Contact: Devon Mills
Recently signed executive orders issued by the Trump administration have raised questions about the future of diversity, equity, and inclusion (DEI) initiatives and workplace protections, particularly for federal contractors. While these orders directly impact businesses that contract with the federal government, their influence extends far beyond, creating uncertainty for all employers, including private companies, nonprofits, and state and local entities.
While the orders signal a shift in federal enforcement priorities, employers must understand state and local laws—including strong protections in California and New York—remain firmly in place.
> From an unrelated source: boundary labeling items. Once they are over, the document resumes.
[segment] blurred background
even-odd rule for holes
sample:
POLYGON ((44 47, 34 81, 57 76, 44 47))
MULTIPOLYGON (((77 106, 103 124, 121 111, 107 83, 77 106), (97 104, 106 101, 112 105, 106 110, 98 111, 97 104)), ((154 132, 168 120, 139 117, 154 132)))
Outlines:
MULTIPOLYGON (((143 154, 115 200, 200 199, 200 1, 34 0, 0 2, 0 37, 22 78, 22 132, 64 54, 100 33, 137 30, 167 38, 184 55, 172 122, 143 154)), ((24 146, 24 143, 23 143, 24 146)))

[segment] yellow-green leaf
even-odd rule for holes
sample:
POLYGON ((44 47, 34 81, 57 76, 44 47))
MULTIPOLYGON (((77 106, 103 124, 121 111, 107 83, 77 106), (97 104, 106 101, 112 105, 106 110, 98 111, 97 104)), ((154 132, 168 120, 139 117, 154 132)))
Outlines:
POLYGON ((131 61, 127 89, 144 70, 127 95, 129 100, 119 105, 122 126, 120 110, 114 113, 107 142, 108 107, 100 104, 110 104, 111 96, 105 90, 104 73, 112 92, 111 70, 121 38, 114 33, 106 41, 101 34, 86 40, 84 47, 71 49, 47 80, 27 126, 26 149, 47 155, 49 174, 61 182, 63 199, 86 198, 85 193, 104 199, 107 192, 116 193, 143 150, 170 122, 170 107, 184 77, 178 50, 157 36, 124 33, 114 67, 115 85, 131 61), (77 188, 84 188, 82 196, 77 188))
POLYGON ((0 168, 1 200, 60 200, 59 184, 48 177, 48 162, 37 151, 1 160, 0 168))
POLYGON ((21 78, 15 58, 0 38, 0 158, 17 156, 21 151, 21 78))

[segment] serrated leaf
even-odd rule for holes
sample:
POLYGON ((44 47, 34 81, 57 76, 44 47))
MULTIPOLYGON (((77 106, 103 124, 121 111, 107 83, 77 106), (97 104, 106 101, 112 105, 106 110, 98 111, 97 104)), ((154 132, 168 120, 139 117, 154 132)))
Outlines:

As such, businesses across industries must be cautious about making any immediate changes that could expose them to legal risk.
Here, we break down the key implications of Trump’s DEI and gender-related orders and what businesses should do next.
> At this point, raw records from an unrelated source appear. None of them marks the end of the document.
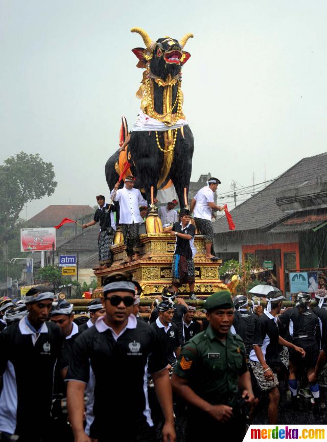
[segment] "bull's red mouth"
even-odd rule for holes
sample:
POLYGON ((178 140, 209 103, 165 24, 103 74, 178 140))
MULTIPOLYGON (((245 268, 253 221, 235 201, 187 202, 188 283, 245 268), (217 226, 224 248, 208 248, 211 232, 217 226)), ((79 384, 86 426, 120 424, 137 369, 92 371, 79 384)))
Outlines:
POLYGON ((164 57, 168 64, 180 64, 182 53, 180 51, 168 51, 165 53, 164 57))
DEI Under Scrutiny – But Still Legal and Advisable
The Trump administration has ordered federal agencies to scrutinize and, where possible, curtail DEI initiatives in hiring and promotions. This includes directing agencies to:
Identify and deter “illegal DEI discrimination and preferences” across sectors, including publicly traded corporations, non-profits, and higher education.
Target high-profile DEI practitioners for compliance investigations or litigation.
Develop enforcement plans to eliminate practices deemed inconsistent with federal civil rights laws.
While these directives may create uncertainty, it is critical to note that, at present, DEI programs remain lawful under federal law. In fact, the U.S. Equal Employment Opportunity Commission (EEOC) continues to encourage employers to “[r]ecruit, hire, and promote with EEO principles in mind, by implementing practices designed to widen and diversify the pool of candidates.”
Furthermore, California law explicitly requires employers to prevent discrimination in hiring and employment practices. Under the California Fair Employment and Housing Act (Cal. Gov. Code, § 12940 et seq.), employers cannot discriminate against job applicants or employees based on race, color, national origin, gender, sexual orientation, gender identity, disability, or other protected characteristics.
Rolling back DEI programs may, in fact, have unintended legal consequences. Recently, the National Institute for Workers’ Rights—an affiliate of the plaintiff-oriented National Employment Lawyers Association—issued a memo warning that scaling back DEI initiatives could be used as evidence in discrimination claims. An employer’s decision to move away from DEI efforts may serve as circumstantial evidence of discriminatory intent or suggest that an employment action was based on protected characteristics such as race, gender, religion, or national origin.
Additionally, anti-DEI statements made by senior executives, decision-makers, or supervisors may be viewed as indicators of bias, akin to direct discriminatory remarks. Collectively, these factors could strengthen claims that an employer has fostered a hostile work environment or engaged in unlawful discrimination.
Employer Takeaway
Businesses should not interpret Trump’s orders as requiring them to dismantle DEI efforts. Instead, they should review existing policies to ensure compliance with state and federal law and consult legal counsel if adjustments are necessary.
Gender Identity and Workplace Rights – Federal vs. State Protections
Another of Trump’s orders seeks to limit federal recognition of gender identity, defining legal protections strictly in terms of biological sex. However, this does not override state laws protecting transgender and nonbinary employees.
For example, California’s Gender Recognition Act, which has been in effect since 2019, ensures that:
Transgender and nonbinary individuals receive full legal recognition.
Employees have the right to use restrooms and other sex-specific facilities consistent with their gender identity.
Employers cannot discriminate against individuals based on gender identity or expression.
Additionally, the California Attorney General has reaffirmed that the state will continue enforcing its existing anti-discrimination laws despite federal policy changes.
Employer Takeaway
Employers operating in California, New York, and other states with strong anti-discrimination laws must continue upholding workplace protections for transgender employees. Companies should reaffirm inclusive policies and remind employees of their legal rights to maintain compliance and prevent workplace disputes.
Moving Forward – Practical Steps for Employers
In the wake of Trump’s actions during his first days in office, employers should take a measured approach rather than making reactive changes. Key steps include:
Reviewing DEI and anti-discrimination policies to ensure compliance with state and federal laws.
Training HR and leadership teams on applicable employment laws, particularly in jurisdictions with strong protections.
Monitoring enforcement actions and legal developments that may impact hiring, promotions, and workplace policies.
Consulting legal counsel before altering workplace policies in response to federal executive orders.
Bottom Line
While federal policy shifts may create uncertainty, employers should stay the course when it comes to DEI and workplace protections, particularly in states with robust anti-discrimination laws. Misalignment with these laws could lead to compliance risks, potential liability, and reputational harm.
This blog post is not offered, and should not be relied on, as legal advice. You should consult an attorney for advice in specific situations.